Más allá de los vínculos con el poder económico, C’s no ha perdido la conexión con espacios más conectados con los objetivos de sus inicios, como puede ser Sociedad Civil Catalana (SCC). La plataforma, organizadora de las principales movilizaciones contra la independencia que se han hecho en Cataluña tiene entre sus vocales José Domingo, exdiputado de un partido que, a su vez, tiene como parlamentarias una antigua vicepresidenta de SCC, Susana Beltrán, y una socia fundadora de la entidad, Sonia Sierra.

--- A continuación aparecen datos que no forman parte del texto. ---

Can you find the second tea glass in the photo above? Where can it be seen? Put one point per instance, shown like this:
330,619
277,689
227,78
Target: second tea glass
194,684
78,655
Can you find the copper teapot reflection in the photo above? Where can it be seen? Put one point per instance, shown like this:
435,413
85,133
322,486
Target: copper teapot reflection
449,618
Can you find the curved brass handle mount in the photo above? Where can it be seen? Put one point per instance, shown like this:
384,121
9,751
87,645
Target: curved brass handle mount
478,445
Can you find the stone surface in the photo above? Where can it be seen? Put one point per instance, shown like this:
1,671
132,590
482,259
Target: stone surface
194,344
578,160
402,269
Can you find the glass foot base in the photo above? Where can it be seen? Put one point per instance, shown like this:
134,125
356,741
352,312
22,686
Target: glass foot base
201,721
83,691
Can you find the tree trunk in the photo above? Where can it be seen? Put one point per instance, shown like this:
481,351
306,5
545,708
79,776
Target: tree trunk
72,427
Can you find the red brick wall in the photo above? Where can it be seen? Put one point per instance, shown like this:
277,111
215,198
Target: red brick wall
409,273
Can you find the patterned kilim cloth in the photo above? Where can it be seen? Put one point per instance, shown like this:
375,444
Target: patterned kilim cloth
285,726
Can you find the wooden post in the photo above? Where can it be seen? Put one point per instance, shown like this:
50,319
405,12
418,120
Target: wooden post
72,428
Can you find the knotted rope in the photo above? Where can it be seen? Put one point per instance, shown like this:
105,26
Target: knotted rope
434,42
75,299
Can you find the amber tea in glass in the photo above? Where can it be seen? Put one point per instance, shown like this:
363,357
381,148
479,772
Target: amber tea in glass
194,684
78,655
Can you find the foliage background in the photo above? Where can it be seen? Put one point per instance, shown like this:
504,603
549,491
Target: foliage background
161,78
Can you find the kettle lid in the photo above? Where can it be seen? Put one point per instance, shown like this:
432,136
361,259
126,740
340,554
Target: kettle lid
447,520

Paralelamente, el partido no ha dejado de ganar proyección internacional y en 2016 consiguió entrar en la Alianza de los Liberales y Demócratas por Europa (ALDE), a pesar del rechazo de la antigua Convergencia, que también forma parte de ella. En diciembre del mismo año, el economista Luis Garicano fue escogido vicepresidente de la formación europea. El 2016, Garicano también asistió al encuentro anual del Club Bilderberg, que desde el 1954 reúne buena parte de la élite económica y política occidental. El invitado había sido Albert Rivera, pero cedió la invitación a su compañero del partido. El presidente naranja sí que asistió a la cita del año pasado, que se hizo en Virginia (Estados Unidos). Los otros asistentes españoles fueron la presidenta del Banco Santander, Ana Patricia Botín; el entonces ministro de Economía, Luis de Guindos, y el presidente de Prisa, Juan Luis Cebrián. Más allá de cargos gubernamentales, en el encuentro había muchos representantes del poder financiero global, entre los que estaban numerosos directivos de grandes fondos de inversión.

También el año pasado, Rivera aprovechó una gira por los Estados Unidos para dar una conferencia en la Universidad de Georgetown. En su proyección internacional también intenta escenificar una conexión con el presidente francés, Emmanuel Macron, con quien comparte ideario neoliberal. De hecho, en los últimos meses los contactos entre ambos se han intensificado, aunque todavía no se han reunido en persona.

La rueda no deja de girar para Ciudadanos, y las puertas que se le abren al partido cada vez tienen más poder. Mientras tanto, tiene garantizada la complicidad mediática de numerosos medios: desde los editoriales y los perfiles hagiográficos de ‘El País’ hasta las elogiosas tribunas de Pedro J. Ramírez en ‘El Español’. Y los apoyos mediáticos no se pueden subestimar.